Faults and Where to Place Them

I said that the answer to the question I posed at the beginning of this article wasn’t so simple, and it’s not. Almost everything about Fear Itself works – from concept to scene selections, to editing and the score – all except for the core thing it sets out to do; to explore why she (we), through film, seek out the sensation of fear in the most dire moments.

The well-chosen and thoughtfully correlative clips serve as a homage to all the films being featured, though not much else. The words spoken over them quickly became a hindrance for two main reasons: 1. What is being said is not of much value and 2. The slow pace in which the narrator speaks made it feel like I was sitting in traffic, moving slowly every couple of minutes, only to find myself inches ahead of where I was in the first place.

The narrator, whose face remains unseen, talks about how she is drawn to horror movies after being in a car accident, trying to correlate this “real-life” trauma she experienced with her need to cope through film. Do you remember those quotes around the word documentary above? Well, after a little research, it seems that the narrator is a fictional character developed and played by Amy E. Watson.

FEAR ITSELF: A Half-Hearted Exploration Into A Fascinating Subject
Antichrist (2009) – source: IFC Films

While this is not a huge deal, I admittedly felt a bit played by the “documentary” classification. I usually love unreliable narrators, but this is something else entirely. The film had transformed itself from being an authentic and deeply personal genre study (that went on too long) into an illusionary and incomplete work of fiction (that went on for far too long).

Oh the runtime, how I felt you so. Despite being drenched in the richness of one of my favorite genres, it started to feel like a laborious chore to get through. While there are moments of sincere profundity that genuinely stirred me and gave me reason to think about my own relationship with fictional horror, these moments were disappointingly few and far between. The insight within the film’s overall message, epiphanies and all, could easily be condensed to about 20% of the film’s run-time.

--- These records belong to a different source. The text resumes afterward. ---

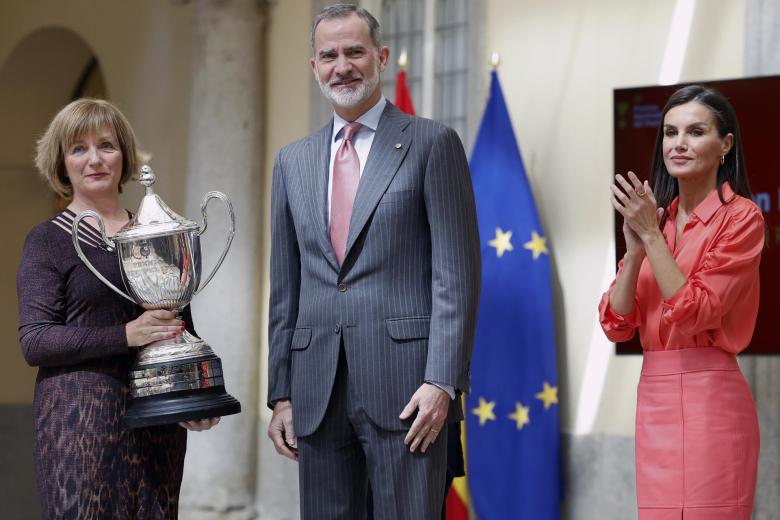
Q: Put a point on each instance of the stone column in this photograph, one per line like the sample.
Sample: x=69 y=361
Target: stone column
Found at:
x=762 y=41
x=225 y=155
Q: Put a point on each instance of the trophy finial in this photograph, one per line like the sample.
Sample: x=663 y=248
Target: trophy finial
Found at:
x=147 y=176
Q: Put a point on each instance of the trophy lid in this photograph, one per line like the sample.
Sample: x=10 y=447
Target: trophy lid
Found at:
x=154 y=218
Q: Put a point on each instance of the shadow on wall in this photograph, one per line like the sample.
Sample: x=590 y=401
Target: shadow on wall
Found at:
x=41 y=74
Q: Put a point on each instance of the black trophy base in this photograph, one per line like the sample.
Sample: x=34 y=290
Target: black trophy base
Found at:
x=191 y=405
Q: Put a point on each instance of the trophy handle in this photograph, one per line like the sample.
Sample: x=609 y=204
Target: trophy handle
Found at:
x=75 y=235
x=221 y=196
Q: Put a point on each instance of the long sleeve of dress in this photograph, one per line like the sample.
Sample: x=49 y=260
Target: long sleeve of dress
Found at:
x=45 y=337
x=718 y=252
x=726 y=273
x=618 y=327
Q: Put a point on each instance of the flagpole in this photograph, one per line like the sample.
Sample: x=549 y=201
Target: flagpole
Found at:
x=403 y=61
x=495 y=61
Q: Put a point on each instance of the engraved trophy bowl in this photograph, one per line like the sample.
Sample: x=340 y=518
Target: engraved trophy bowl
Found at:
x=160 y=260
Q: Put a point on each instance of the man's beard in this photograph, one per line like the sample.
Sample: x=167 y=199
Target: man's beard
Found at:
x=351 y=97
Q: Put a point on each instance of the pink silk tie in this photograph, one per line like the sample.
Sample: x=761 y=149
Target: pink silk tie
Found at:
x=346 y=176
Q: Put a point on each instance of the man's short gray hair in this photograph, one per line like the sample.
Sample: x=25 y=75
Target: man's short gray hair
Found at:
x=342 y=11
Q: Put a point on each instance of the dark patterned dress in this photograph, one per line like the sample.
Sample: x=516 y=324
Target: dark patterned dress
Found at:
x=72 y=327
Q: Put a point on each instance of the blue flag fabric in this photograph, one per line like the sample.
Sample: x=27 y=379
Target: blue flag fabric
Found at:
x=512 y=424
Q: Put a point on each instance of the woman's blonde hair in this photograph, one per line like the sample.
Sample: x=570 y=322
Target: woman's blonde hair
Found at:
x=79 y=118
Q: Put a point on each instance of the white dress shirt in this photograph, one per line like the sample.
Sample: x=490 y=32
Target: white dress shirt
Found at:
x=361 y=141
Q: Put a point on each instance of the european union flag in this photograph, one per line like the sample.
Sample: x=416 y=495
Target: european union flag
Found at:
x=513 y=440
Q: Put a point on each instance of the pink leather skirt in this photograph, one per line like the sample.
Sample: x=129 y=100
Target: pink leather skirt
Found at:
x=697 y=437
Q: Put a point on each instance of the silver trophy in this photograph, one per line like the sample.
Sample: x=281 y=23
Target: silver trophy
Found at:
x=159 y=257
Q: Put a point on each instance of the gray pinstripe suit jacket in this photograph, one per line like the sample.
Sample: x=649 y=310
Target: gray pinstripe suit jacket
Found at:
x=405 y=299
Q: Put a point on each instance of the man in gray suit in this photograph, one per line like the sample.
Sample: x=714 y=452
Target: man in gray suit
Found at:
x=375 y=276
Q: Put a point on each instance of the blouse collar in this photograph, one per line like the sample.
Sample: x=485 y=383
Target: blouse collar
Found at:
x=708 y=207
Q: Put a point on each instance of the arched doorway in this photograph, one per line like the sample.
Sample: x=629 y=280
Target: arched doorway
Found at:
x=42 y=73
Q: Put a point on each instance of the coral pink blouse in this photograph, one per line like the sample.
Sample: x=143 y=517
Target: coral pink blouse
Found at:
x=719 y=253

Exquisite Corpse: The Fusion of Fear and Pleasure

People are fascinated by the visceral sensation of being scared. Real life vulnerable fear is one thing, but when a screen is placed between us and a fictionalized version of that same thing, the screen then becomes a barrier between it and us; creating a safe space to feel and process out fear without the consequences. Watching a horror movie after dealing with real trauma has this wild potential to go back to that awful feeling and place pleasure on it – kind of like a really weird Freudian band-aid. Therefore, what we are ultimately seeking is healing through knowledge.

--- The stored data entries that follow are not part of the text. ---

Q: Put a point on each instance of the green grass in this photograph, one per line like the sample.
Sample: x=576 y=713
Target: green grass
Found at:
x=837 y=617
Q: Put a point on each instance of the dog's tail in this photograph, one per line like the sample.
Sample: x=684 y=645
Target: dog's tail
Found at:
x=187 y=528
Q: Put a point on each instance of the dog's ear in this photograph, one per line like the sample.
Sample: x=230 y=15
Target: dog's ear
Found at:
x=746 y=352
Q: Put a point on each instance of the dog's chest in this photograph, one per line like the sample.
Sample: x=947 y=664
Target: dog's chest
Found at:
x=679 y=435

Eugene Thacker explores the varieties of esoteric thought as it applies to horror in three volumes, beginning with In the Dust of this Planet: Horror of Philosophy Vol 1He suggests that:

We look to the [horror] genre… as offering a way of thinking about the unthinkable world. To confront this idea is to confront the absolute limit of our ability to understand the world in which we live.

Whether or not watching horror movies is an effective form of coping, I’m not sure. I doubt that it will be prescribed by psychiatrists any time soon, but the fact remains that some people (*ahem*, me) turn to it, whether or not they (I) fully understand why. Horror movies have always reflected the neurosis of societal pain and fear, but it absolutely reflects it back at you. It’s up to you as to what to do when confronted by it.

Conclusion

This propensity to watch horror movies as a way to cope with a traumatic experience is something that I certainly relate to, and as studies seem to show, as do many of you. In the words of Stephen King, “We make up horrors to help us cope with the real ones.”

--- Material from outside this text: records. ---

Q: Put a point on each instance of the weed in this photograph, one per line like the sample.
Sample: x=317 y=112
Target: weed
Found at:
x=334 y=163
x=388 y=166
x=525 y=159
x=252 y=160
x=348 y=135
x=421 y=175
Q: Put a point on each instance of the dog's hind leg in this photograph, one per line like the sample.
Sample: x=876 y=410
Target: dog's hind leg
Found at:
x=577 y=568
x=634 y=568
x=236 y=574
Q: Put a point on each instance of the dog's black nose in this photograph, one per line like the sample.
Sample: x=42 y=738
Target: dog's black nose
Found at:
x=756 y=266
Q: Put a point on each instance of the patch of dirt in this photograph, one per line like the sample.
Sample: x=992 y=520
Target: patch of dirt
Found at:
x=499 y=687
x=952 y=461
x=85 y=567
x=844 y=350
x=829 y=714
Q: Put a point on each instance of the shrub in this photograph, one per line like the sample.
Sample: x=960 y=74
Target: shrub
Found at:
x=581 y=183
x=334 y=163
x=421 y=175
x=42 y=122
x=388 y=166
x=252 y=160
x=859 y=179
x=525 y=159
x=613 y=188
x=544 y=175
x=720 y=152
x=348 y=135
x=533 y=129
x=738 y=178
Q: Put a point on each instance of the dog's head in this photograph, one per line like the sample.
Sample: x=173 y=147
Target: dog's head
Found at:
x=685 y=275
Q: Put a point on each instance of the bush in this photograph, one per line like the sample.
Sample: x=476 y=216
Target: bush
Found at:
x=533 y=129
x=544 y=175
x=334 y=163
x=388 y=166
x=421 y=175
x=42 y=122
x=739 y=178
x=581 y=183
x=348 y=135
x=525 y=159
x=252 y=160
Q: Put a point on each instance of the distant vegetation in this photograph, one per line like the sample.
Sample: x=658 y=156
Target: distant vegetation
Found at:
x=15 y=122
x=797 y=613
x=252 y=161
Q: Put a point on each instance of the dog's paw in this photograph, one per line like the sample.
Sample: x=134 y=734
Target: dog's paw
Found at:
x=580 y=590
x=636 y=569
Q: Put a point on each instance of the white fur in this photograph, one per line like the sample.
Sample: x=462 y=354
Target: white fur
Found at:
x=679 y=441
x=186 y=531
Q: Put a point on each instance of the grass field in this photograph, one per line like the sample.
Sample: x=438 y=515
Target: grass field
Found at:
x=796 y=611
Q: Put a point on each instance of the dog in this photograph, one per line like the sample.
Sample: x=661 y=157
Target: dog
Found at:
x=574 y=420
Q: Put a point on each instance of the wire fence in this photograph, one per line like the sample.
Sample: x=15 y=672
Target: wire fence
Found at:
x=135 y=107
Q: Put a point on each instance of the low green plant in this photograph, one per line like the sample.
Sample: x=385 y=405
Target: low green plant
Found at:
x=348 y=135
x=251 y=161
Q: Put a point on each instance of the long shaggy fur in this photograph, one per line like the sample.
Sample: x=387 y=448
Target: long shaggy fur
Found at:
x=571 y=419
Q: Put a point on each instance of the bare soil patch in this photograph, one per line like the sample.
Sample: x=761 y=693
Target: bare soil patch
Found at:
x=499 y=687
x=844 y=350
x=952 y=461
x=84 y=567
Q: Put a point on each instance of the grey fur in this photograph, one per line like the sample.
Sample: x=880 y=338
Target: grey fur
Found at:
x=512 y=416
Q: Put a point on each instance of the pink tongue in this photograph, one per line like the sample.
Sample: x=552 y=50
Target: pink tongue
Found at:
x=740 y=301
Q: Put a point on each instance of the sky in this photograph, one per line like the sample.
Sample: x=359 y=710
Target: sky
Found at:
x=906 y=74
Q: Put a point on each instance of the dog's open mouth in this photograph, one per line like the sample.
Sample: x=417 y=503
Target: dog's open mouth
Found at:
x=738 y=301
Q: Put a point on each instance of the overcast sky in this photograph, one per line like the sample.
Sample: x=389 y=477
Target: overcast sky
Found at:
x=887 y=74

I don’t know if I expected Lyne to get into the Id or into hierophantic principals, but let’s just say that it would have been nice. Perhaps my somewhat banal experience with Fear Itself is a classic case of expectations vs. reality. Was I Joseph Gordon-Levitt getting excited about going to Zooey Deschanel’s party? Are my expectations to blame?

You tell me, dear reader. Please watch Fear Itself and tell me what you think. Will you search for the logic in it all or simply, “feel the fear they want you to feel?”